House Publishes U.S. Code in XML
BY Miranda Neubauer | Tuesday, July 30 2013
The House of Representatives is now making the United States Code available for download in XML format, Speaker John Boehner's office announced today.
Transparency advocates like Joshua Tauberer, creator of Govtrack, welcomed the move, but are still waiting on the publication of legislative data in bulk format.
The Speaker's press release notes that the data is compiled, updated and published by the Office of Law Revision Counsel and is available for download as individual titles or in bulk.
The press release points out that the "House created the Legislative Branch Bulk Data Task Force in 2012 to expedite the process of providing bulk access to legislative information and to increase transparency for the American people."
"[The U.S. Code data] is really good example of this kind of project done right," Tauberer said. "The documentation is very comprehensive and detailed and really one of the best examples of documentation for a government XML standard that I've ever seen. The data is structured in a coherent, natural way."
He said that the new format would make it easier as a developer to process the hierarchy of the Code and access specific sections or elements of it in context, compared with what is currently possible through an HTML format.
The new tool will make it possible for Govtrack to offer a service allowing users to track elements of the Code and receive an alert any time a bill mentions a specific section, he said.
He noted that that Sunlight Foundation's Scout tool functions in a similar way, but that the new data will make such a tool easier to maintain and allow for comprehensive results. Govtrack had had a similar function up until 2011, he said, when he discontinued it because it was too hard to keep it up-to-date.

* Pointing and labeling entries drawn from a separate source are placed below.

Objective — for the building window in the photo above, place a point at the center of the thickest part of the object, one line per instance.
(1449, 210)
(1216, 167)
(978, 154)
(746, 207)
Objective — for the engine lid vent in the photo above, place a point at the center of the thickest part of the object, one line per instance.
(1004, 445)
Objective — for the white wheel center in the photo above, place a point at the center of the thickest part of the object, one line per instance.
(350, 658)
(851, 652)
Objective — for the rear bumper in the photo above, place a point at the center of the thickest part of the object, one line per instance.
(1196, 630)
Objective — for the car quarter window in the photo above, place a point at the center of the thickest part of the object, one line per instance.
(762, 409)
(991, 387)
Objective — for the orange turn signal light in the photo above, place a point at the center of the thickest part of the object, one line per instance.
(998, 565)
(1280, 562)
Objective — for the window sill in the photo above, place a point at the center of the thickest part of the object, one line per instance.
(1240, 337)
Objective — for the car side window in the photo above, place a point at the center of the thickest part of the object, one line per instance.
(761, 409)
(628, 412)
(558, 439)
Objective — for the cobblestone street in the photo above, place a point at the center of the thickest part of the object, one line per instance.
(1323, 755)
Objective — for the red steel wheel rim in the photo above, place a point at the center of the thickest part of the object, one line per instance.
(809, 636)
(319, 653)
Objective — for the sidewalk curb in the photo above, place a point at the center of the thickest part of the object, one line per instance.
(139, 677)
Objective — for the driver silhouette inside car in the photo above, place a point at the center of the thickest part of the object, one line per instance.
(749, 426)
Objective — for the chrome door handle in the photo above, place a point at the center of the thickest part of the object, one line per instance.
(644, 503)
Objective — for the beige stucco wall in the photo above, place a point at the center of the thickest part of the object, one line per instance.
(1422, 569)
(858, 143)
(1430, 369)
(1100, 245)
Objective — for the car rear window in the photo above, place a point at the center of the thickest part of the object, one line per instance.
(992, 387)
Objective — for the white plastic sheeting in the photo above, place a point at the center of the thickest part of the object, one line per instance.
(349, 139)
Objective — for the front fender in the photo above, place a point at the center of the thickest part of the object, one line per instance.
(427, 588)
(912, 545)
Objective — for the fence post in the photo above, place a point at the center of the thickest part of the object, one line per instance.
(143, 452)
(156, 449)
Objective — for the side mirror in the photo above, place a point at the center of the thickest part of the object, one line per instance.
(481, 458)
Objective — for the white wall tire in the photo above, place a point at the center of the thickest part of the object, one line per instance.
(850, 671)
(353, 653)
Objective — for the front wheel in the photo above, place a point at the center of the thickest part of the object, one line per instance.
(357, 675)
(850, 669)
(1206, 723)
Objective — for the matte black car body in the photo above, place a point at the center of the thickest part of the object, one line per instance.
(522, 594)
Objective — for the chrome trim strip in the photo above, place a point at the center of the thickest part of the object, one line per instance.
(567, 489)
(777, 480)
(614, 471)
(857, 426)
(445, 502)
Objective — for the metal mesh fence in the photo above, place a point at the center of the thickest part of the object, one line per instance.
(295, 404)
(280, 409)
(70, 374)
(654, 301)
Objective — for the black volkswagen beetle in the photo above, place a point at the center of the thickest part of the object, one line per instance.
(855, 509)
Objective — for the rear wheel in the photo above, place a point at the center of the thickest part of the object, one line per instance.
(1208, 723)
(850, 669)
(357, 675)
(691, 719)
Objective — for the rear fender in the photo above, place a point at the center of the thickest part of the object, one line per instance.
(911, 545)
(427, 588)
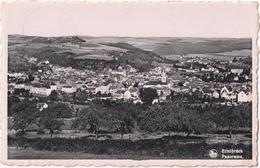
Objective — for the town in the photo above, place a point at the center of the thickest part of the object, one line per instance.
(222, 82)
(100, 95)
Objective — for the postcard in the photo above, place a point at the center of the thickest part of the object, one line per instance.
(129, 83)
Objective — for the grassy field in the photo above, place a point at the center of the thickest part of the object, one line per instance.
(153, 147)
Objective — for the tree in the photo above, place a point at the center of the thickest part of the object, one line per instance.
(24, 113)
(230, 117)
(50, 119)
(89, 118)
(123, 116)
(147, 95)
(175, 117)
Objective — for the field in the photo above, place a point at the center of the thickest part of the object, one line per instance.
(155, 146)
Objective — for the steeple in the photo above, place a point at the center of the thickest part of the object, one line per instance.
(163, 76)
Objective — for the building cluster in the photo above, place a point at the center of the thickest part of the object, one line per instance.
(125, 82)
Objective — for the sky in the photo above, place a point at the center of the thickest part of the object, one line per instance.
(132, 20)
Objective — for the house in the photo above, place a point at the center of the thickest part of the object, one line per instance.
(68, 89)
(41, 91)
(228, 93)
(215, 94)
(236, 70)
(103, 89)
(127, 95)
(243, 96)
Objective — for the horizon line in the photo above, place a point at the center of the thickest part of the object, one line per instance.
(131, 36)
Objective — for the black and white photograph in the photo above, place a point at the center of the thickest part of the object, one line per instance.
(130, 81)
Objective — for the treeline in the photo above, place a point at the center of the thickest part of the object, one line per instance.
(125, 117)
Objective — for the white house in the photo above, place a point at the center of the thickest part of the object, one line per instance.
(68, 89)
(215, 94)
(236, 70)
(40, 91)
(103, 89)
(227, 94)
(242, 96)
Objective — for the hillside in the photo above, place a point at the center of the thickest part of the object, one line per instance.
(96, 53)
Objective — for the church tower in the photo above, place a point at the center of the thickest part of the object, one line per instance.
(163, 76)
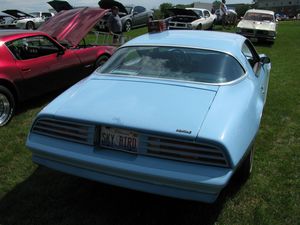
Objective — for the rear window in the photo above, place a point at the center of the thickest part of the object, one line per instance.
(177, 63)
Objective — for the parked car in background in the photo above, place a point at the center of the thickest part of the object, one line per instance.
(174, 113)
(6, 21)
(35, 62)
(258, 25)
(132, 16)
(24, 20)
(44, 15)
(231, 17)
(191, 18)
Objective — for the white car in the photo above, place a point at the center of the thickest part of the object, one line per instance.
(24, 20)
(258, 25)
(191, 18)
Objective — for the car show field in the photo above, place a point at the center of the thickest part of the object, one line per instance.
(30, 194)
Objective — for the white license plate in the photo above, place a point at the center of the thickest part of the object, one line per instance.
(119, 139)
(254, 39)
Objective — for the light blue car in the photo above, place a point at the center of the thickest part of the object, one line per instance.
(173, 113)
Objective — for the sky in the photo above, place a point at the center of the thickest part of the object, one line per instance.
(41, 5)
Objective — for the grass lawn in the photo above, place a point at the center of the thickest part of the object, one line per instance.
(35, 195)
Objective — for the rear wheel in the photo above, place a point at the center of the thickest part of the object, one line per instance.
(101, 60)
(30, 25)
(7, 105)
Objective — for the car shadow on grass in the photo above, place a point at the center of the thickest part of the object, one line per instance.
(50, 197)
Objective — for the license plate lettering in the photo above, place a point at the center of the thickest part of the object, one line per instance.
(118, 139)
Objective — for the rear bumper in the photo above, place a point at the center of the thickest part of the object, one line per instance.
(153, 175)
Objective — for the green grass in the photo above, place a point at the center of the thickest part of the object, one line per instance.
(36, 195)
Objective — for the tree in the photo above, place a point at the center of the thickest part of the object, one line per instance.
(241, 9)
(216, 5)
(163, 8)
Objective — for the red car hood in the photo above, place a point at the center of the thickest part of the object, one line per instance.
(72, 26)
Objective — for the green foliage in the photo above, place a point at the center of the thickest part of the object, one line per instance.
(216, 4)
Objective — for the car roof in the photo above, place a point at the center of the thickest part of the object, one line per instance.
(260, 11)
(11, 34)
(211, 40)
(197, 9)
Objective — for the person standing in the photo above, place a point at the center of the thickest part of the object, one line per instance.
(223, 12)
(114, 24)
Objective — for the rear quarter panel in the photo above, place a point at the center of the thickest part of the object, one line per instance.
(8, 69)
(234, 118)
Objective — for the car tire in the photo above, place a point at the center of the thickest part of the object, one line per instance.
(7, 105)
(127, 26)
(199, 27)
(101, 60)
(246, 167)
(30, 25)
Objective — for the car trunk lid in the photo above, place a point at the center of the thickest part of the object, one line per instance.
(108, 4)
(60, 5)
(150, 106)
(17, 14)
(72, 26)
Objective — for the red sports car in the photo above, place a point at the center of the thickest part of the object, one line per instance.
(35, 62)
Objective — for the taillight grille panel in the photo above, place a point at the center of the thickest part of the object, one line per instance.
(186, 151)
(70, 131)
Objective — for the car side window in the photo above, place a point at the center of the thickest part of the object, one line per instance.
(46, 15)
(32, 47)
(251, 55)
(139, 9)
(206, 13)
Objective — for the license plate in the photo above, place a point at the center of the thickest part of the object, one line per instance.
(119, 139)
(253, 39)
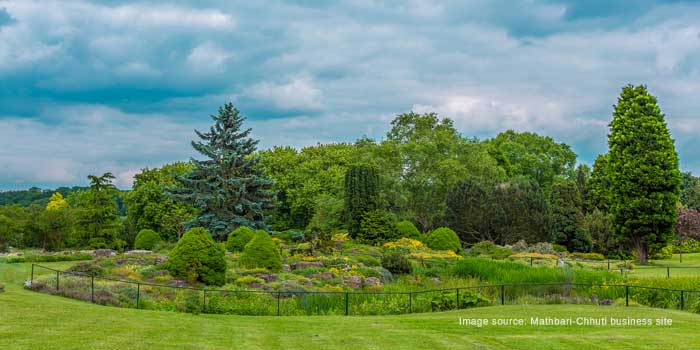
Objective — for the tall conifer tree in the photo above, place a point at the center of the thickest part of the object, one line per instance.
(642, 172)
(226, 187)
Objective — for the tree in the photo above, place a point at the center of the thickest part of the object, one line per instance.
(361, 195)
(643, 173)
(690, 190)
(429, 158)
(96, 214)
(226, 188)
(149, 207)
(539, 158)
(567, 218)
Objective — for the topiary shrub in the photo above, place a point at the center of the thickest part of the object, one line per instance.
(376, 228)
(196, 257)
(146, 239)
(396, 263)
(443, 238)
(237, 239)
(407, 229)
(261, 251)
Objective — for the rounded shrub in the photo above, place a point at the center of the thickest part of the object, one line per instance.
(238, 238)
(146, 239)
(396, 263)
(406, 229)
(443, 238)
(261, 251)
(196, 257)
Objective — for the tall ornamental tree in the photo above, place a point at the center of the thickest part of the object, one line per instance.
(361, 195)
(642, 172)
(226, 188)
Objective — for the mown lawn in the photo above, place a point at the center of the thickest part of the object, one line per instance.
(31, 320)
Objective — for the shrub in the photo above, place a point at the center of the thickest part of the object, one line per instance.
(261, 251)
(237, 239)
(406, 229)
(196, 257)
(396, 263)
(146, 239)
(443, 238)
(376, 228)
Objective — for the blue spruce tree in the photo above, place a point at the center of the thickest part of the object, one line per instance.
(225, 187)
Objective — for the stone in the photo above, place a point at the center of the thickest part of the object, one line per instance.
(353, 281)
(372, 281)
(326, 276)
(103, 252)
(306, 264)
(138, 251)
(267, 277)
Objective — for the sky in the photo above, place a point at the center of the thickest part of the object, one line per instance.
(88, 87)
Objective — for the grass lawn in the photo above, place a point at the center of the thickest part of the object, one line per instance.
(31, 320)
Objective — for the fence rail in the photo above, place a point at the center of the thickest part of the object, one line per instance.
(144, 295)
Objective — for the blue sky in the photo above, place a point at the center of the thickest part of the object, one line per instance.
(88, 87)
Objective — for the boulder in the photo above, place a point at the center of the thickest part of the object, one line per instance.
(353, 281)
(372, 281)
(267, 277)
(306, 264)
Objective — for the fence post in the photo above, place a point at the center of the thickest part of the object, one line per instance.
(457, 305)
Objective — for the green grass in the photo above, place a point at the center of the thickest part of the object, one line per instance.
(31, 320)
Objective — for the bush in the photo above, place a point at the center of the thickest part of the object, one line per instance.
(237, 239)
(406, 229)
(146, 239)
(376, 228)
(196, 257)
(261, 251)
(443, 238)
(396, 263)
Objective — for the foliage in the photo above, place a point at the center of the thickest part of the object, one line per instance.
(443, 238)
(481, 210)
(396, 263)
(361, 195)
(238, 239)
(196, 257)
(643, 173)
(146, 239)
(567, 217)
(406, 229)
(376, 227)
(261, 251)
(226, 188)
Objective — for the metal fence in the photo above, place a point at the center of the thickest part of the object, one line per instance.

But for Tauberer, "the big elephant in the room" is the unavailability of legislative data. Currently, Govtrack and other transparency groups scrape such data from the Library of Congress' Thomas platform, a process that leads to inaccuracies and is hard to maintain. What is currently available in bulk format is the text of bills, he emphasized, but not their legislative status, meaning it isn't easy to create a spreadsheet of all bills passed or find out how many bills were passed by one chamber and not the other.
Tauberer suggested that the new XML release was the result of a larger internal House modernization project, even though it is being billed as a transparency initiative.
Citing previous advocacy efforts and discussions about what the Bulk Data Task Force was focused on, he said that while the work on XML was positive, "that's not the reason the task force was created," and warned against "losing sight" of the legislative data priority.
In September, on the occasion of the launch of Congress.gov, a Library of Congress spokesperson told techPresident that Congress had "not requested that data be provided in that manner."
In August, a report co-authored by Tauberer, the Sunlight Foundation and others welcomed the House Leadership's commitment to bulk data and outlined a path towards implementation.
FierceGovernmentIt reported on July 22 that a December 31 report by the task force was recently made available as part of the Legislative Branch appropriations bill.
"Consistent with the pledge by House Leaders, the Task Force recommends that it be a priority for Legislative Branch agencies to publish legislative information in XML and provide bulk access to that data; that the XML Working Group develop and maintain standards to ensure compatibility and interoperability of all machine-readable data published by the Legislative Branch, and that the Task Force be extended to the 113th Congress to continue to coordinate, initiate and track transparency-related projects," the report's executive summary reads.